HealthTap is your personalized health source

Faith Merino · April 19, 2011 · Short URL: https://vator.tv/n/196b

The site delivers personalized health advice and information based on your individual health profile

After raising $2.35 million from such notable firms and names like Mohr Davidow, Esther Dyson, Mint.com founder Aaron Patzer, and Mark Leslie, HealthTap went live Tuesday as is now open to anyone who wants personalized health advice online. Until now, the site has been in invitation-only beta mode for pregnant women and new mothers while it worked out the kinks and honed its features to be able to serve a broader health-concerned audience.

Founded as a personalized health network, HealthTap is tapping into the sea of Internet users out there who google a symptom before they call their doctor. Everyone’s done it. I do it a couple times a day, actually.  And when 50.7 million Americans don't have health insurance, it's little wonder that Google has become the default medical resource for most people. But no matter how often we google symptoms, we’re inevitably disappointed when we walk away more confused than enlightened.

“In essence, today when people are looking for health information, what they find is generic information, organized around conditions,” CEO Ron Gutman told me. “HealthTap is personalized—it’s all about you. Everything else out there is about the symptom, the condition, the treatment.”

Using your personal data, such as height, weight, age, symptoms, and more, HealthTap’s network of more than 550 medical experts deliver personalized and contextualized information and advice tailored to your needs. The site is essentially taking healthcare to the social level.

To get started, the user creates a health profile including typical stats, as well as things like allergies, current medications, and so on. From there, if the user is experiencing a strange symptom, such as a fever, he or she can then type in that symptom and get a vague list of possible conditions based on that user’s health profile. And just like any doctor, the automated site narrows down the condition by asking a series of questions. The site doesn’t make diagnoses, but once a likely condition is narrowed down, the service presents possible remedies, actions to take (i.e. hospitalization), medications typically prescribed for that condition, their side effects, and so on.

The end result is a wholly personalized and contextualized health solution.

So what’s in it for physicians?

“Doctors get paid by the visit, not by the length of the visit,” explained Gutman. “The average doctor’s visit is seven to nine minutes long. Doctors just don’t have time to get to know you. They want to, but they don’t get paid for it.”

Physicians can utilize HealthTap to post supplemental information online for patients via their Online Medical Home, which they can set up to store their medical advice and continue to interact with patients beyond office visits. Physicians can also connect with new patients and offer helpful health advice that may not necessarily fall under any medical category.

“HealthTap puts us all –physicians and users – on the same page, delivering an integrated health experience that gives patients succinct, actionable medical information from trusted doctors – anytime, anywhere," said Dr. Alan Greene, HealthTap medical director and clinical professor of pediatrics at Stanford’s Lucile Packard Children’s Hospital. "Simultaneously, it empowers physicians to effortlessly extend their wisdom and improve the quality of patient care beyond their office hours.”
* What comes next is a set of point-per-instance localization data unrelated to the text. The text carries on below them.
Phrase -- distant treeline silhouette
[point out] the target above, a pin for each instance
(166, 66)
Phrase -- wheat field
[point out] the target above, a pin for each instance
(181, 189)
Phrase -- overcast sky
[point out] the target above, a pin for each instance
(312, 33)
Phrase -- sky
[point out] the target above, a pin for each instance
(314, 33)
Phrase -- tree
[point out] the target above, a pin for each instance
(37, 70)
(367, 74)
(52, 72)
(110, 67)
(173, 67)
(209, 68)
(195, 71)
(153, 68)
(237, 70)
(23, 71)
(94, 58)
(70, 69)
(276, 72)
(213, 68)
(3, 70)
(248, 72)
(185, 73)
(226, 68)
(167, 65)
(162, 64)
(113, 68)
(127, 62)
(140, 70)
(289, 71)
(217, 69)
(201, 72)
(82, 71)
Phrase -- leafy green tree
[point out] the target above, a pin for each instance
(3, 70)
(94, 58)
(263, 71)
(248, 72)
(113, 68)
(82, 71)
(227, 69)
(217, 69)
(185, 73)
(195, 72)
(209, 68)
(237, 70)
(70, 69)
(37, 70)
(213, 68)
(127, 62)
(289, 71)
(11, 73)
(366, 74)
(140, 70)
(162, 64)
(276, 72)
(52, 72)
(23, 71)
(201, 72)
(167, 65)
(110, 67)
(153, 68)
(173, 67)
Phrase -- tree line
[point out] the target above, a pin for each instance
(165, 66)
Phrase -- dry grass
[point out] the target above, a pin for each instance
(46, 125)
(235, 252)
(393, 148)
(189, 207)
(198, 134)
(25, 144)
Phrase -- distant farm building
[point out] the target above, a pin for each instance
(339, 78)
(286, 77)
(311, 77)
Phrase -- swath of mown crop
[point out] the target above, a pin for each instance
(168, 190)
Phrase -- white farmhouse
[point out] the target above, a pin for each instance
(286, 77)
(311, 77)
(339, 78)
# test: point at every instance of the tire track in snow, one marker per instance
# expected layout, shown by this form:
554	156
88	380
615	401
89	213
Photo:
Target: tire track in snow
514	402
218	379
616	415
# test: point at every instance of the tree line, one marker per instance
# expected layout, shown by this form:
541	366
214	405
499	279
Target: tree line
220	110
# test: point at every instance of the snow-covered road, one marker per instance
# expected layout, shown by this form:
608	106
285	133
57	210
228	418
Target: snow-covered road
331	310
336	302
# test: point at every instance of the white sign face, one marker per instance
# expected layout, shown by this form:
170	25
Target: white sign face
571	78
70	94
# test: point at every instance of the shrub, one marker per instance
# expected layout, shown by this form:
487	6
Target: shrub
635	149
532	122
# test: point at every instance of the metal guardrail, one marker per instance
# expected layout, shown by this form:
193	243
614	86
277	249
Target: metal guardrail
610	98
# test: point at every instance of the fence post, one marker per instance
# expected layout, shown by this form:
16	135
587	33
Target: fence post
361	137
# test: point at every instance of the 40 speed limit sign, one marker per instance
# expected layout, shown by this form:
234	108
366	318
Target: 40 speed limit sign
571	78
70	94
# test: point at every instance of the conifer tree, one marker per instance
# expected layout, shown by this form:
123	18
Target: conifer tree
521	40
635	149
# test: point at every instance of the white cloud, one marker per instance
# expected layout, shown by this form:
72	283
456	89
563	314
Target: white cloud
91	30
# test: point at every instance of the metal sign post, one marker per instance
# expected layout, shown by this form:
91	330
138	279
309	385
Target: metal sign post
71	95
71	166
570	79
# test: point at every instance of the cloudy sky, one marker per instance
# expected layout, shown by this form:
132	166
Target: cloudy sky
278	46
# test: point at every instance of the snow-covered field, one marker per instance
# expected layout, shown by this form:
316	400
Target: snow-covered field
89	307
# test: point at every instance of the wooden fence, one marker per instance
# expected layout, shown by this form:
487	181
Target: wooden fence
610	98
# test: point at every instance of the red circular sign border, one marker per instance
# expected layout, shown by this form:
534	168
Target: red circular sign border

Until today’s launch, HealthTap has been testing on a group of a couple hundred new mothers from Palo Alto, and a few interesting trends have emerged. When I asked Gutman what kinds of questions users were asking, he told me:

“Mostly on conditions, adverse symptoms. The vast majority of questions are health related but not necessarily medical. Questions like ‘Can I use nailpolish when I’m pregnant? Can I dye my hair when I’m pregnant?’  There’s a whole gamut of really interesting health-related questions that aren’t answered in the literature, and we rely on our extensive network of physicians to provide answers.”

He added: "We have a social mission here."

In short, the site is your own personalized at-home doctor’s office, and it’s fantastic. It’s actually hard to believe the service is completely free—but it is! Ron Gutman says that at this point he isn’t worried about monetization, he’s just focused on building a solid product.

This, of course, isn’t Gutman’s first pass at producing an interactive online health solution. Gutman previously founded Wellsphere, a company that develops Web-based and mobile health technology. He was also the Chief Products and Innovation Officer for HealthCentral, a network of condition-specific health and wellness sites.